L’affaire ne s’arrête pourtant pas avec le verdict.
La peine d’Elize Matsunaga est réduite en 2019
En 2019, le Superior Tribunal de Justiça, la plus haute juridiction brésilienne pour les questions de droit fédéral, réduit la peine d’Elize à 16 ans et trois mois.
Cette réduction intervient notamment après la prise en compte de sa confession. Elle avait également obtenu un passage au régime semi-ouvert.
Elize reste alors incarcérée à la prison féminine de Tremembé, dans l’État de São Paulo.
Pendant sa détention, elle suit notamment des formations professionnelles et travaille dans une unité de confection de vêtements.
Puis, après dix années derrière les barreaux, un nouveau tournant arrive.
Elize Matsunaga sort de prison après dix ans
Le 30 mai 2022, la justice de São Paulo lui accorde une libération conditionnelle. Elize quitte la prison de Tremembé à 17h35. Elle a alors passé dix ans en détention.

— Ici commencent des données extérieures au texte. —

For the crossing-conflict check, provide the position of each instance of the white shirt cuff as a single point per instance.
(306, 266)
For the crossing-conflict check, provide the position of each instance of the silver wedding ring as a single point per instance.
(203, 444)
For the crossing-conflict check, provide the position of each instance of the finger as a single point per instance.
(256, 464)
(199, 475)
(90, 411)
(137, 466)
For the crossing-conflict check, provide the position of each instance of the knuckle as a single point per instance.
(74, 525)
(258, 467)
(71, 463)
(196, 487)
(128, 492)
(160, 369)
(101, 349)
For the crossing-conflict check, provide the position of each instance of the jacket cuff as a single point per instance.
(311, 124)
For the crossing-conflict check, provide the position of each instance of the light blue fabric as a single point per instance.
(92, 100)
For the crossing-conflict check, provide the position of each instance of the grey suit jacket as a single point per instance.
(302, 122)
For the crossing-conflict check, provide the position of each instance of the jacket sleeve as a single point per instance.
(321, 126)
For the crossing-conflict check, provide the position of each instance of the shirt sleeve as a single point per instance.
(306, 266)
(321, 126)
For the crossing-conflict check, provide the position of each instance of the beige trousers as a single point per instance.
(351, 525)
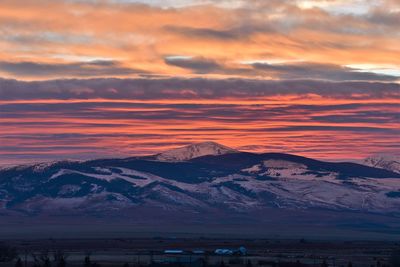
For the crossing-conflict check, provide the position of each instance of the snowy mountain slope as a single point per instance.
(387, 162)
(230, 181)
(194, 151)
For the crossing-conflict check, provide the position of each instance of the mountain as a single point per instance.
(206, 183)
(387, 162)
(194, 151)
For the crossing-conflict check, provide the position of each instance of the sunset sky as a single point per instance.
(83, 79)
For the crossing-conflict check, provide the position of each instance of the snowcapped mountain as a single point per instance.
(387, 162)
(194, 151)
(206, 180)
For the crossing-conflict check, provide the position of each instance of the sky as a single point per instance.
(84, 79)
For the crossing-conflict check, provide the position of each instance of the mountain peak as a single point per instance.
(194, 151)
(384, 161)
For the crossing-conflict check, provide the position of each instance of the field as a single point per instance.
(260, 252)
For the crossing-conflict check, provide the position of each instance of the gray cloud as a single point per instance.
(81, 69)
(199, 65)
(198, 88)
(307, 70)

Sa sortie n’est pas synonyme de liberté totale. Plusieurs obligations lui sont imposées : elle doit notamment avoir une activité professionnelle, informer régulièrement le juge de sa situation et ne pas changer de territoire sans autorisation.

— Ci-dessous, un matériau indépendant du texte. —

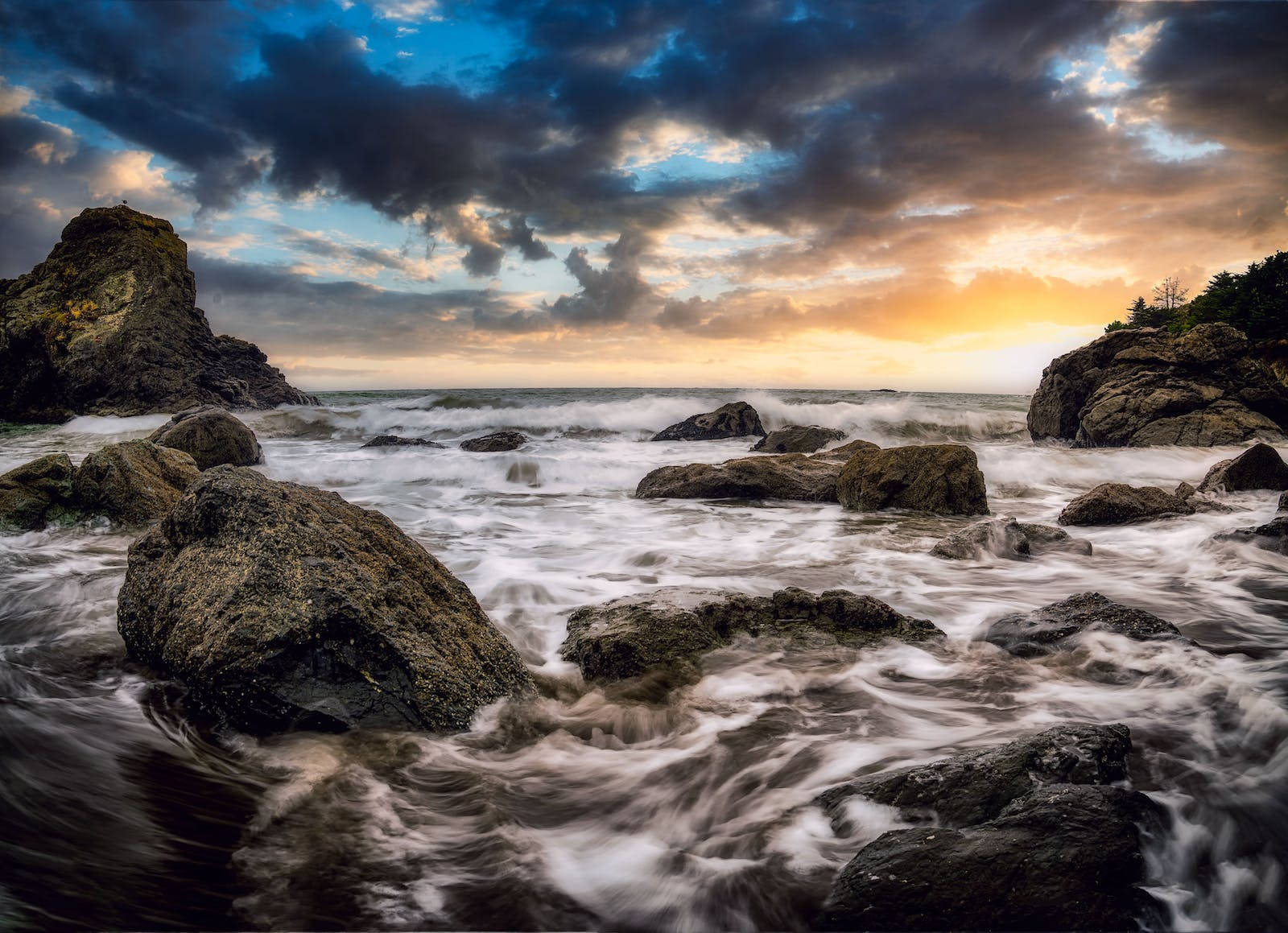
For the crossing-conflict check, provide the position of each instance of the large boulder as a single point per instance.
(495, 442)
(1064, 857)
(1009, 539)
(38, 493)
(1137, 388)
(109, 325)
(786, 476)
(133, 482)
(1120, 504)
(736, 419)
(942, 477)
(798, 440)
(283, 606)
(212, 437)
(1257, 468)
(1030, 634)
(671, 626)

Dans une vidéo publiée par son avocat après sa libération, Elize reconnaît la gravité de ce qu’elle a fait.
« Malheureusement, je ne peux pas réparer ce qui s’est passé, l’erreur que j’ai commise. J’ai une deuxième chance, malheureusement Marcos n’en a pas. », a déclaré Elize Matsunaga dans une vidéo diffusée par son avocat Luciano Santoro.
Elle affirme également croire que son mari lui a pardonné sur le plan spirituel.

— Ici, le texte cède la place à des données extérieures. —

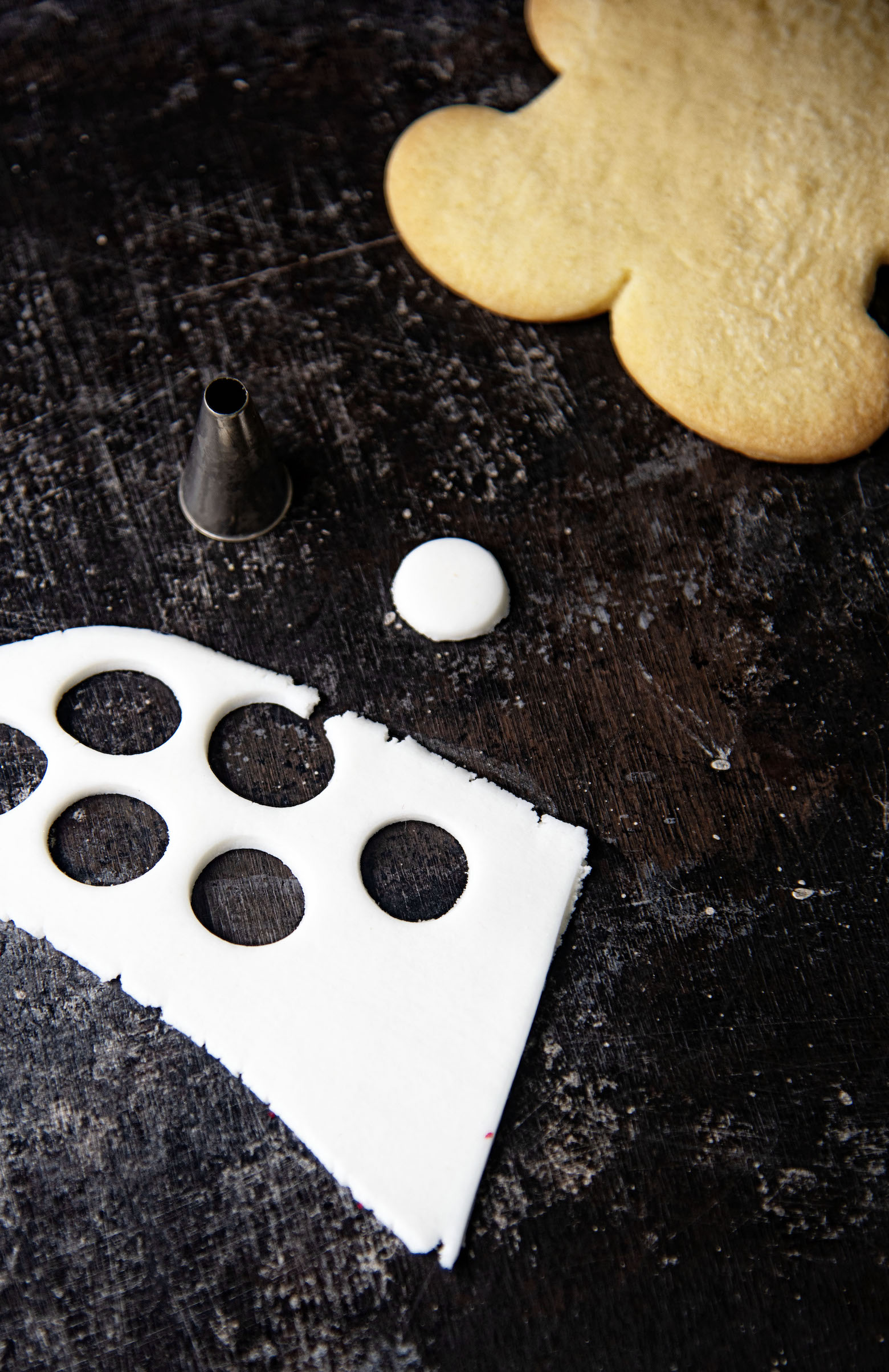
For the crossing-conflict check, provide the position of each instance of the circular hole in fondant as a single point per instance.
(415, 870)
(248, 898)
(107, 840)
(120, 712)
(22, 766)
(270, 755)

Une affaire qui continue de fasciner
L’affaire Yoki n’a pas disparu des mémoires brésiliennes. Le meurtre de Marcos Matsunaga a donné lieu à plusieurs productions audiovisuelles, dont le documentaire Netflix Elize Matsunaga : Era Uma Vez um Crime, sorti en 2021.
Plus récemment, l’histoire a retrouvé une nouvelle visibilité avec la série Tremembé, diffusée en 2025. La fiction revient notamment sur la période passée par plusieurs détenus célèbres dans la prison de Tremembé, dont Elize Matsunaga.
Depuis sa sortie, Elize mène une existence beaucoup plus discrète. Elle a notamment travaillé comme conductrice pour une application de transport dans l’intérieur de l’État de São Paulo. Sa peine doit, selon les informations publiées après sa libération, être exécutée sous le régime de la liberté conditionnelle jusqu’en 2028, sous réserve des réductions auxquelles elle peut prétendre.